Le nostre povere rimembranze da liceo, frequentato 40 anni fa, ci fanno intendere che in fondo stiamo parlando dei quattro elementi primordiali : terra, acqua, aria, fuoco. Ce lo può confermare?
Eeeh? (ormai è un mantra, ma noi siamo pazienti e curiosi). Sì, avete colto bene. Fondamentalmente stiamo parlando dei quattro elementi, a cui vengono affibbiati dei nomi per così dire arcaici. Il fuoco, ad esempio, è Ahi, un semplice fonema onomatopeico, teso probabilmente a indicare la forza e la pericolosità del “dio fuoco”. Ma gli indios distinguono tra un fuoco amico, che loro definiscono Ahiut (“Colui che ti dà una mano”: quello che scalda e che cuoce) e uno da temere, che neppure nominano, sebbene sia conosciuto come Ahizzàr, “Signore dei lampi e degli incendi”.
E l’aria?
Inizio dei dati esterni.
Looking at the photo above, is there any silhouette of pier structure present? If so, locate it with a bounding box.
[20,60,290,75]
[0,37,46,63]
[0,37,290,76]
Da quale divinità è rappresentata l’aria?
(seguono interminabili secondi di silenzio) Eeeh? (meno male, eravamo quasi preoccupati…) L’aria è Atmos, divinità che si potrebbe definire ecologista, eterea e gentile, generatrice di vita, in perenne lotta contro Tànfos, “Signore dei gas malefici”, simbolo di contaminazione e degrado.
Un’ultima curiosità. Ma lei come fa a sapere tutte queste cose su Patchamama e non solo? Le ha studiate su qualche libro? O ha vissuto per un po’ in Amazzonia?
Eeeh? (non aspettavamo altro per riproporgli la domanda a un livello di decibel che i vetri del palazzo cominciano a vibrare pericolosamente) E non gridate così, sono mica sordo! Sì, ho vissuto in Amazzonia per qualche anno presso la tribù dei Patcharotti, indios dalla corporatura decisamente robusta eppure di indole assai mite, e molto devoti a Patchamama, dai quali ho avuto modo di comprendere abitudini, usi, costumi e riti. Come per esempio, il Patchamano, una forma di omaggio o reverente saluto alla Madre Terra, officiato dai grandi sacerdoti, chiamati Patchapile, dopo aver bevuto un intruglio appiccicoso di sostanze diverse mescolate disordinatamente tra loro, il famoso Patchugo.